Productivity can be a very tricky thing to gauge so it is always a good idea to pick a standard measurement that you can compare against to track your productivity. With that out of the way, there are many different things that can affect productivity as @Atrophius mentions but I'd like to focus on a few different aspects that can help your teams productivity.
Good Source Control - All projects are built on top of the bedrock of the source control being used. Make sure your developers know how to use your source control properly and make sure that you are using a system that allows your developers to work how they need to. Its also important that your developers "check in early, check in often" to help solve integration issues as soon as possible and when they are smaller problems.
Automation - One of the best things you can do for your developers is work out a powerful and flexible automation system. The most important things to automate are your builds, tests, and releases. If your developers have to remember to integrate some code and run a bunch of tests manually, its never going to get done. With solid project automation, your developers know when a build breaks sooner than later, they have the most current documentation, and they know their projects tests are helping maintain the quality standards.

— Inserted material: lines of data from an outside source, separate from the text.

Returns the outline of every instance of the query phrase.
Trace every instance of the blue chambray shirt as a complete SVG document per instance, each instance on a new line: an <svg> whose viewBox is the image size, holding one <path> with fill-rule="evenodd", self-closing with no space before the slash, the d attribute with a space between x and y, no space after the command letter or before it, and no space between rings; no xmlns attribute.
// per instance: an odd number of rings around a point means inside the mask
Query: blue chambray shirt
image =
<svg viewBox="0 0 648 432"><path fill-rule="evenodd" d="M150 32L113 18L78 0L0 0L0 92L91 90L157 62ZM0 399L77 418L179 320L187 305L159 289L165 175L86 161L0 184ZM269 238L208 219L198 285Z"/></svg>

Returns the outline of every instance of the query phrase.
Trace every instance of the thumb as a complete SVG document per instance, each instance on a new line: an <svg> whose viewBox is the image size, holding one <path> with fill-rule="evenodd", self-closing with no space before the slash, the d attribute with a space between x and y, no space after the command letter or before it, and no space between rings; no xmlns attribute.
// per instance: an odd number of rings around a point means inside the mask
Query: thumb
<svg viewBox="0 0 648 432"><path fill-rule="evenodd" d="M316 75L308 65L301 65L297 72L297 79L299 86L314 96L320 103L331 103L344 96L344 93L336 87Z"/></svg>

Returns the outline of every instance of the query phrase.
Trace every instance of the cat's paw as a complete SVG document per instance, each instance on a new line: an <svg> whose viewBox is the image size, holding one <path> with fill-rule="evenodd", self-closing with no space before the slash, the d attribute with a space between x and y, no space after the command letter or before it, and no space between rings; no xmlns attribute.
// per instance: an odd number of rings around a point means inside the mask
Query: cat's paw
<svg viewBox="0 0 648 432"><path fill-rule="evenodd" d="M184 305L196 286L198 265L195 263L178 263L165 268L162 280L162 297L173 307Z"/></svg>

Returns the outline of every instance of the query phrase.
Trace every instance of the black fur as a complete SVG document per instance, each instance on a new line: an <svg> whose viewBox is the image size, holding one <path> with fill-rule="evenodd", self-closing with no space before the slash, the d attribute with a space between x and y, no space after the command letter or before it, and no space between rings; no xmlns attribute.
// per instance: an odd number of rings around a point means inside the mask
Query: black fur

Testing Testing Testing - If your developers aren't writing tests regularly and often, they should. By writing a comprehensive set of tests as you write code, your developers help keep the system design in mind and also ensure a good level of quality to their code. These tests should be automated and should be run with every code commit.
Time-Boxed Development - Its always a drain on a developer if a feature or project just drag on and on and on. The best way to combat this is to pick very small, specific goals that can be achieved within about a 2-4 week time period. Once your team has decided on these goals, do everything you can to avoid interruptions and have these features done, done, done at the end of that 2-4 week iteration. By done, done, done, I mean it is unit tested, automated, documented, and in a releasable state.
Better teamwork and communication - I find that the teams I have been on are much more productive if we are effectively communicating with each other as a team. It is important to build the communication channels and trust between developers so that they can come to rely on each other and work through problems faster and with better results. I've found that using daily Scrums we can communicate with each other quickly and effectively.
These are only a few suggestiong, but I find that without these main areas covered, your productivity gains by adding monitors or chairs isn't nearly as useful.